L’élection présidentielle turque sera une course palpitante au coude-à-coude : « Il y a une polarisation depuis 20 ans »

Le dimanche 14 mai, les Turcs se rendent aux urnes pour les élections présidentielles. Après 20 ans de présidence Erdogan, la Turquie pourrait choisir de changer de cap. Le challenger d’Erdogan, Kemal Kilicdaroglu, est aussi son parfait opposé. Business AM s’est entretenu avec Dirk Rochtus, maître de conférences en politique internationale à la KU Leuven, au sujet de cette course passionnante.

L’essentiel : Les élections présidentielles turques se déroulent dans un climat de grande tension. Les deux principaux candidats sont au coude à coude. D’un côté, le président sortant Erdogan et de l’autre, Kemal Kilicdaroglu, le leader d’une alliance de six partis. Tous deux ont des points de vue totalement différents sur la politique intérieure et étrangère.

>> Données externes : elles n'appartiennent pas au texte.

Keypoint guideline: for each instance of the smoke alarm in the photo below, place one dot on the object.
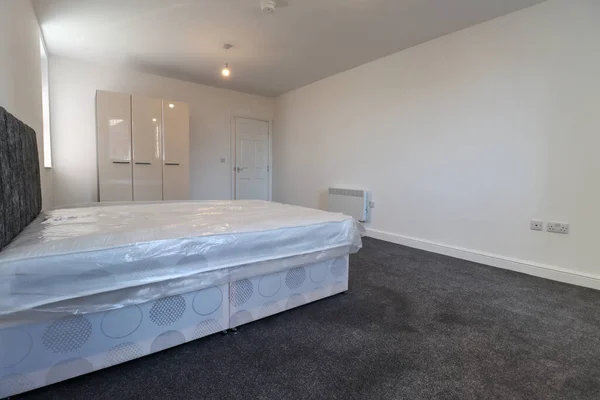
(268, 6)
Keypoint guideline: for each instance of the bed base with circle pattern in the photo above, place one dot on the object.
(42, 353)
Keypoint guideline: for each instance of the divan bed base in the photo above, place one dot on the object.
(42, 353)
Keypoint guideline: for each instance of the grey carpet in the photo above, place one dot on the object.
(414, 325)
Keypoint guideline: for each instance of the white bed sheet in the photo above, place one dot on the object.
(76, 253)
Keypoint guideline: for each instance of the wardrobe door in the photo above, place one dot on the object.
(176, 170)
(113, 124)
(146, 116)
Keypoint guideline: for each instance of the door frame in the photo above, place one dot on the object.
(233, 156)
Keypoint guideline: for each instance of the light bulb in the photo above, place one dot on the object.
(226, 71)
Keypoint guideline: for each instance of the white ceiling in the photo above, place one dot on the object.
(306, 41)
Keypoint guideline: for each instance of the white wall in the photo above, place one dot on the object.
(73, 86)
(20, 75)
(464, 139)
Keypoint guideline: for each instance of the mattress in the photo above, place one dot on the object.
(69, 260)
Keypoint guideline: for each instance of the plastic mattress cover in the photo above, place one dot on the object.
(105, 256)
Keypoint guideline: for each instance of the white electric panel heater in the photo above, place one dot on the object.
(351, 202)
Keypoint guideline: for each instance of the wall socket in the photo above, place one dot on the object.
(537, 225)
(557, 227)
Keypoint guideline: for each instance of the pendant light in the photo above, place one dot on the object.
(226, 71)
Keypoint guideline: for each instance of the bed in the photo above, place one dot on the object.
(91, 286)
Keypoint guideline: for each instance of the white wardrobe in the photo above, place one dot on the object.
(143, 148)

  • « Erdogan a introduit un système présidentiel fort. Cela signifie qu’en tant que président, il n’est pas seulement le chef de l’État, mais aussi le chef du gouvernement », déclare Dirk Rochtus. « Le poste de Premier ministre a été supprimé. Erdogan peut soumettre ses propres propositions, qui sont ensuite adoptées sans autre forme de procès. »
  • « Kilicdaroglu souhaite rétablir l’État de droit, le poste de Premier ministre, redonner plus de poids au parlement et garantir l’indépendance de la justice. Il juge inacceptable que de nombreuses personnes soient emprisonnées en raison de leurs opinions politiques et souhaite qu’elles soient à nouveau libérées ».

Réfugiés syriens

  • « Beaucoup ne sont probablement pas très sensibles à ce discours sur la démocratie. Mais cela entre en ligne de compte. Erdogan a persécuté des dizaines de milliers de personnes. Ces personnes seront certainement attentives à cet argument », ajoute Rochtus. « Mais c’est avant tout l’économie qui joue, et ensuite le sort des réfugiés syriens en Turquie. Cela pèse également sur la société et l’économie. »
  • « Ces réfugiés représentent un lourd fardeau pour la Turquie. Erdogan veut les transférer en Syrie. Kilicdaroglu veut faire de même, mais il a une approche plus humanitaire. Il estime qu’il est préférable que les réfugiés retournent en Syrie, mais il souhaite également aider la Syrie à faire face à la situation. Kilicdaroglu pense à une sorte de programme de reconstruction, qui pourrait impliquer l’Occident. »
  • « Il y a toujours eu une polarisation en Turquie au cours des 20 dernières années. 50% de la population était pour Erdogan et les 50% restants étaient contre lui. Si Kilicdaroglu réussit et commence à restaurer les libertés démocratiques, les personnes qui appartiennent au camp pro-Erdogan pourraient être tentées de le suivre à l’avenir. La réconciliation n’est donc pas exclue », conclut Rochtus.